As a teenager, Bruté witnessed the martyrdom of priests and visited imprisoned priests to secretly deliver and take letters.
After studying medicine and theology in Paris, he was ordained a priest in 1808. Father Bruté declined a valuable offer to serve as a chaplain for Napoleon and instead became a seminary instructor.
In 1810, Father Bruté’s longtime interest in missionary work brought him to America, serving first at a seminary in Baltimore and later at Mount St. Mary’s College in Emmitsburg, Md. There he helped form priests who went on to be pivotal leaders of the Church in America. It was also there that he served as the spiritual director to St. Elizabeth Ann Seton, the first person born in the United States to be declared a saint.
In 1834, Pope Gregory XVI established the Diocese of Vincennes, which included all of Indiana and the eastern third of Illinois. The pontiff appointed Father Bruté to be the frontier diocese’s first bishop. He had only three priests and another on loan from another diocese to serve the faithful in his local Church’s massive territory.
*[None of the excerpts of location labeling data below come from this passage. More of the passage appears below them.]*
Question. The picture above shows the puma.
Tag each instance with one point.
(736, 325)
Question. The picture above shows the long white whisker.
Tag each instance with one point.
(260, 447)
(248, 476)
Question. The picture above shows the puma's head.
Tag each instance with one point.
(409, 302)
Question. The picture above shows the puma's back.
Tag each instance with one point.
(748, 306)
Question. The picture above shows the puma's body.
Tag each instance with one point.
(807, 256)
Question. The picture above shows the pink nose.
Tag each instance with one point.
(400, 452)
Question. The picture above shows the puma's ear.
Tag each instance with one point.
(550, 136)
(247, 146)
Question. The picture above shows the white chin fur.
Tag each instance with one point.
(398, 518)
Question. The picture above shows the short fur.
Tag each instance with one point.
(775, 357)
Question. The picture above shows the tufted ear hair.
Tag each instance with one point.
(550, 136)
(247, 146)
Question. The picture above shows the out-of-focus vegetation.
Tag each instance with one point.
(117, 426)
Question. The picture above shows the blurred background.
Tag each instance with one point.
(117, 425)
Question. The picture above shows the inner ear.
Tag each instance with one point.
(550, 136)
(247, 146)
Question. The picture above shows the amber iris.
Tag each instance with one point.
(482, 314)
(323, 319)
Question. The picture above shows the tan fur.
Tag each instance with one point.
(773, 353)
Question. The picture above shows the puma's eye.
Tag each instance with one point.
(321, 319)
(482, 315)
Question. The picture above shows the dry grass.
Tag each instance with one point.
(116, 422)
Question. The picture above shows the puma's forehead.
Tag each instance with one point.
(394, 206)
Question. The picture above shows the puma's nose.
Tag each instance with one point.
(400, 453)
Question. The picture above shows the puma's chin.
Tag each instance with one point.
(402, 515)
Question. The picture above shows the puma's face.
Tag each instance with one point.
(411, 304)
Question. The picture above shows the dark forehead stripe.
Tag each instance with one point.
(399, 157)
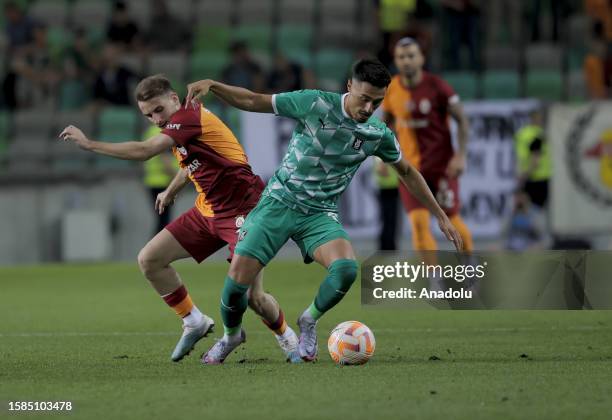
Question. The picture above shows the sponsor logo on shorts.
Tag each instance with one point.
(193, 166)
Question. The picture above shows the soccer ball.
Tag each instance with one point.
(351, 343)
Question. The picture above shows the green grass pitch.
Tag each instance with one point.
(99, 336)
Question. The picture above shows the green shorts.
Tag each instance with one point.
(271, 223)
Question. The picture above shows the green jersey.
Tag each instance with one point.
(326, 149)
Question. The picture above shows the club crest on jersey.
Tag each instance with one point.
(357, 143)
(239, 221)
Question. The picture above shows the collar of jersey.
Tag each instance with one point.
(342, 106)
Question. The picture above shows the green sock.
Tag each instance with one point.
(342, 274)
(233, 304)
(314, 312)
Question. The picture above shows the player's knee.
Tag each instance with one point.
(344, 273)
(147, 262)
(256, 300)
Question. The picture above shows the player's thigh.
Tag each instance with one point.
(196, 234)
(162, 249)
(266, 229)
(322, 238)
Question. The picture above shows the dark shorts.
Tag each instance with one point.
(203, 236)
(445, 190)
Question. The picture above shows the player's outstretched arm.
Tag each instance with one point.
(167, 197)
(418, 187)
(129, 150)
(235, 96)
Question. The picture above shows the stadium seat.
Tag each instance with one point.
(257, 36)
(543, 56)
(295, 36)
(206, 65)
(4, 132)
(545, 85)
(501, 58)
(52, 12)
(464, 83)
(332, 64)
(116, 124)
(92, 14)
(32, 124)
(501, 85)
(171, 64)
(296, 11)
(255, 12)
(214, 13)
(211, 38)
(73, 94)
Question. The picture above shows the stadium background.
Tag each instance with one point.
(95, 333)
(492, 54)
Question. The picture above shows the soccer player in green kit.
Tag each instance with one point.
(334, 134)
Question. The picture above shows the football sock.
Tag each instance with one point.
(464, 232)
(279, 326)
(342, 274)
(233, 304)
(181, 302)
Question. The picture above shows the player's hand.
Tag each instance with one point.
(450, 232)
(72, 133)
(197, 89)
(164, 200)
(456, 166)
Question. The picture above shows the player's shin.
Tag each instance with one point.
(233, 305)
(342, 274)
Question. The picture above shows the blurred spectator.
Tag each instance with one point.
(242, 70)
(112, 82)
(176, 38)
(601, 11)
(19, 27)
(559, 10)
(388, 205)
(463, 18)
(598, 65)
(33, 73)
(287, 76)
(121, 28)
(522, 233)
(401, 18)
(533, 158)
(78, 71)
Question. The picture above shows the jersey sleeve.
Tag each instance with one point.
(294, 104)
(389, 150)
(184, 126)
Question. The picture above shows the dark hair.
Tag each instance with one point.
(372, 71)
(152, 87)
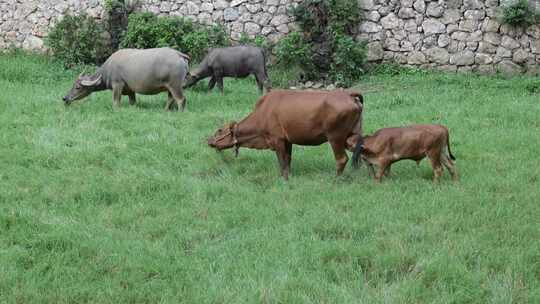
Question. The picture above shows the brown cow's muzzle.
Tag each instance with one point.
(212, 142)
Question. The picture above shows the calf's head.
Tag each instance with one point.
(83, 86)
(224, 138)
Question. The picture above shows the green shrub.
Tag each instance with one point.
(292, 50)
(78, 40)
(146, 30)
(325, 47)
(519, 13)
(348, 58)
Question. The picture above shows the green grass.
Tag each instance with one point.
(130, 206)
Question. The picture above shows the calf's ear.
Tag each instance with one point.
(95, 80)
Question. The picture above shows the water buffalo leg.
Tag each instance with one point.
(260, 81)
(169, 103)
(117, 94)
(211, 84)
(132, 98)
(338, 146)
(220, 83)
(178, 96)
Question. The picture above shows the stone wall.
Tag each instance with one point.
(24, 23)
(452, 35)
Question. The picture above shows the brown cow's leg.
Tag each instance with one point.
(447, 162)
(383, 164)
(340, 155)
(371, 170)
(387, 170)
(288, 149)
(435, 159)
(283, 150)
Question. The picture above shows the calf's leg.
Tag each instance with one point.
(132, 98)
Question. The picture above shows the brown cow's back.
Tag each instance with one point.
(306, 117)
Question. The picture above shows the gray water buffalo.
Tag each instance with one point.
(130, 71)
(236, 61)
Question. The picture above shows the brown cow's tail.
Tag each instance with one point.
(448, 146)
(360, 143)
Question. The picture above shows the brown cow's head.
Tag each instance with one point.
(224, 138)
(83, 86)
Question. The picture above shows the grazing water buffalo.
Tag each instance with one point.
(286, 117)
(236, 61)
(130, 71)
(415, 142)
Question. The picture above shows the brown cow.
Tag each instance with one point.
(285, 117)
(415, 142)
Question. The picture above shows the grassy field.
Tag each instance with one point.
(131, 206)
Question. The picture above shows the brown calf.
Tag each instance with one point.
(285, 117)
(415, 142)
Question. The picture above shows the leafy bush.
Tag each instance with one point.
(519, 13)
(348, 58)
(325, 47)
(78, 40)
(146, 30)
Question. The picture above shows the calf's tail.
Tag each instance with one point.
(448, 146)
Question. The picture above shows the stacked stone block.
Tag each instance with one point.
(451, 35)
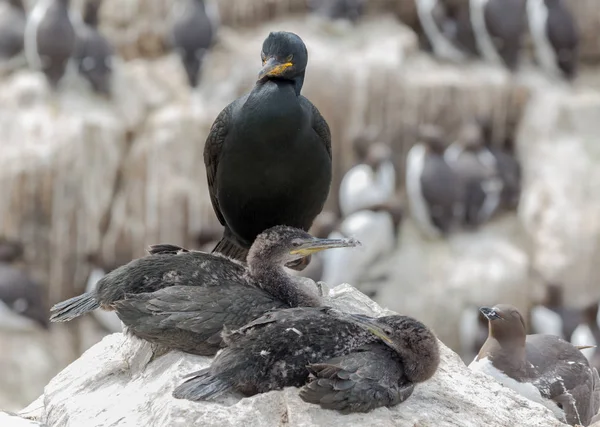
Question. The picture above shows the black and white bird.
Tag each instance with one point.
(50, 38)
(12, 28)
(22, 301)
(94, 53)
(544, 368)
(555, 36)
(193, 34)
(433, 189)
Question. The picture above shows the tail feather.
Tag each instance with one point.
(73, 307)
(230, 249)
(202, 386)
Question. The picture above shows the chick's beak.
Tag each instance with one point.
(489, 313)
(273, 68)
(311, 246)
(371, 326)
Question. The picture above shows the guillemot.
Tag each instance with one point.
(543, 368)
(555, 36)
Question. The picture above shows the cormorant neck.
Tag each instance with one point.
(298, 83)
(91, 14)
(277, 282)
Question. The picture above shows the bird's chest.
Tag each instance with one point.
(273, 142)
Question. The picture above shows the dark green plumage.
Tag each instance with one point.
(268, 154)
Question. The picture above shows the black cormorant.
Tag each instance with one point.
(283, 347)
(181, 299)
(268, 154)
(12, 28)
(50, 38)
(192, 35)
(93, 52)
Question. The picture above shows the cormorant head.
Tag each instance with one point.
(416, 344)
(281, 245)
(284, 56)
(505, 322)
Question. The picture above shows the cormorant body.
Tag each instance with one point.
(12, 28)
(268, 154)
(433, 187)
(192, 35)
(555, 36)
(338, 350)
(50, 38)
(181, 299)
(93, 52)
(339, 9)
(477, 170)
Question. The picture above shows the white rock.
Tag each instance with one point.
(113, 384)
(9, 420)
(435, 280)
(560, 206)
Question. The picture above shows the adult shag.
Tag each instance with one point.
(192, 35)
(12, 28)
(268, 153)
(50, 38)
(181, 299)
(356, 363)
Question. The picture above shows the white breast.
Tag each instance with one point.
(527, 390)
(12, 321)
(442, 47)
(537, 16)
(415, 163)
(482, 36)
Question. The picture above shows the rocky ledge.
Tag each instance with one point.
(116, 383)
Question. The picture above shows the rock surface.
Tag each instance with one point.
(114, 384)
(560, 206)
(138, 28)
(82, 175)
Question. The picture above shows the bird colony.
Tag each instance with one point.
(254, 298)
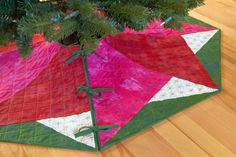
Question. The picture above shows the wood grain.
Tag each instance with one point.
(205, 130)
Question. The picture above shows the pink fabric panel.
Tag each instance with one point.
(16, 73)
(154, 28)
(133, 87)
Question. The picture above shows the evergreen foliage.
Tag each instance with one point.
(89, 20)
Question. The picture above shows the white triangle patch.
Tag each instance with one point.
(197, 40)
(70, 125)
(177, 88)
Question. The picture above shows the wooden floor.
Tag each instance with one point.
(205, 130)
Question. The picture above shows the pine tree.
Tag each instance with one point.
(86, 20)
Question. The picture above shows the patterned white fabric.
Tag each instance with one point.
(177, 88)
(197, 40)
(70, 125)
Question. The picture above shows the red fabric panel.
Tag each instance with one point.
(168, 54)
(52, 94)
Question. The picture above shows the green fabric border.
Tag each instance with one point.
(155, 112)
(37, 134)
(34, 133)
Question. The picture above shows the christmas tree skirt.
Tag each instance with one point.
(92, 101)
Faced with these challenges, Bishop Bruté traveled back to his native France to recruit priests to come to Indiana. He also laid the groundwork to bring the Sisters of Providence to the state.
Although in poor health even when he was appointed a bishop in 1834, Bishop Bruté gave himself untiringly to the faithful of his diocese until his death in 1839. He was laid to rest in the crypt of the Basilica of St. Francis Xavier in Vincennes, which is now in the Diocese of Evansville, Ind.
The archdiocese honored him in 2004 when it established Bishop Simon Bruté College Seminary in Indianapolis (bishopsimonbrute.org).
In 1891, Cardinal James Gibbons of Baltimore visited Bishop Bruté’s tomb and said, “Worthy citizens of Vincennes, you need not go on pilgrimages to visit the tombs of saints. There is one reposing here in your midst, namely, the saintly founder of this diocese, Right Reverend Simon Bruté.”
Archbishop Daniel M. Buechlein launched the beatification and canonization cause of the Servant of God Bishop Simon Bruté in 2005. Much of the information about his life shared here come from a series of columns Archbishop Buechlein wrote about him, which were published in The Criterion that same year.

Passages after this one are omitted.